①httpd.confの最後の行までスクロールします。

②次の行を追加します。

リスト TRACEメソッドの無効化

TraceEnable off

 

・Apacheの再起動

上記2つの設定が終わったら、httpd.confファイルを保存して、nanoを終了します。そして、「sudo service httpd restart」のコマンドを実行して、Apacheを再起動します。

 

 

■PHPのエラー表示の設定

PHPで作られたWebアプリケーションを実行する際に、エラーが発生することがあります。例えば、必要なモジュールがインストールされていないと、「モジュールがない」というようなエラーが発生します。

以前の回でPHPのインストール手順を解説しましたが、その回の方法をとると、PHPのエラーメッセージは表示されない設定になっています。セキュリティ的に、エラー発生時にメッセージがいろいろと表示されるのは好ましくないので、そのような設定になっているわけです。

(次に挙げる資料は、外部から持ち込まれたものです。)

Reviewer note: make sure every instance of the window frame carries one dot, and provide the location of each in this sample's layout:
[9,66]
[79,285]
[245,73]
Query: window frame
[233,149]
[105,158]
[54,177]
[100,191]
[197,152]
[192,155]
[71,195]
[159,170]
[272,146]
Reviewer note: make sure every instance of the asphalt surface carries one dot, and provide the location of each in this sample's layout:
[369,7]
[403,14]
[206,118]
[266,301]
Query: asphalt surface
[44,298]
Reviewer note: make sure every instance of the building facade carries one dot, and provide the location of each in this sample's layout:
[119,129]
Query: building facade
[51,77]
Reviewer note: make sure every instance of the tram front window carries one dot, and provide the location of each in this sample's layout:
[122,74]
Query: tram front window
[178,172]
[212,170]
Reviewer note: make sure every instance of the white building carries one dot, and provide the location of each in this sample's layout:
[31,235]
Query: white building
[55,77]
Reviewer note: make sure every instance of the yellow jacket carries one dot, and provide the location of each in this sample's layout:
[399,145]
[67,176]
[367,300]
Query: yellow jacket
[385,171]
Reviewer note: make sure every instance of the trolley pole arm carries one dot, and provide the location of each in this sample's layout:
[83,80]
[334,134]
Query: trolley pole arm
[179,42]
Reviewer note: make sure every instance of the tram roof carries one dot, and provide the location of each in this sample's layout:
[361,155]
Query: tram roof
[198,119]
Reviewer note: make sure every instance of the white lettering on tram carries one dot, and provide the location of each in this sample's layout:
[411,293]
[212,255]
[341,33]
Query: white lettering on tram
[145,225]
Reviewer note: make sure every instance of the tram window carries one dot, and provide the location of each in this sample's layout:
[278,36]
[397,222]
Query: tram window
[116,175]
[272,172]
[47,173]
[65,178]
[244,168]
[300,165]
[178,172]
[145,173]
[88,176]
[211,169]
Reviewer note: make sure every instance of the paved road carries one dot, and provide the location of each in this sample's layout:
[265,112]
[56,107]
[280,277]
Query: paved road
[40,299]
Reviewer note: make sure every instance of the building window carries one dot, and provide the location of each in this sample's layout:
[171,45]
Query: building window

ただ、これではどこでどういったエラーが発生しているのかが分かりませんので、問題解決の糸口がつかめません。

PHPのエラーを表示するには、php.iniファイルの中の「display_errors」の設定を書き換える方法があります。ただ、この方法だPHPのどのページでもエラー表示がオンになってしまい、セキュリティ的に好ましくありません。

そこで、.htaccessファイルを利用して、エラーが発生するWebアプリケーションのディレクトリだけ、一時的にエラーを表示するように設定すると良いでしょう。それには、対象のディレクトリに、次のような.htaccessファイルを設置します。

 

リスト PHPのエラーを表示する

php_flag display_errors On

 

また、対象のディレクトリにすでに.htaccessファイルがある場合は、その先頭に前の記述を追加します。

なお、エラーが解決したら、.htaccessファイルから前述の行を削除して、エラーメッセージを表示しない状態に戻します。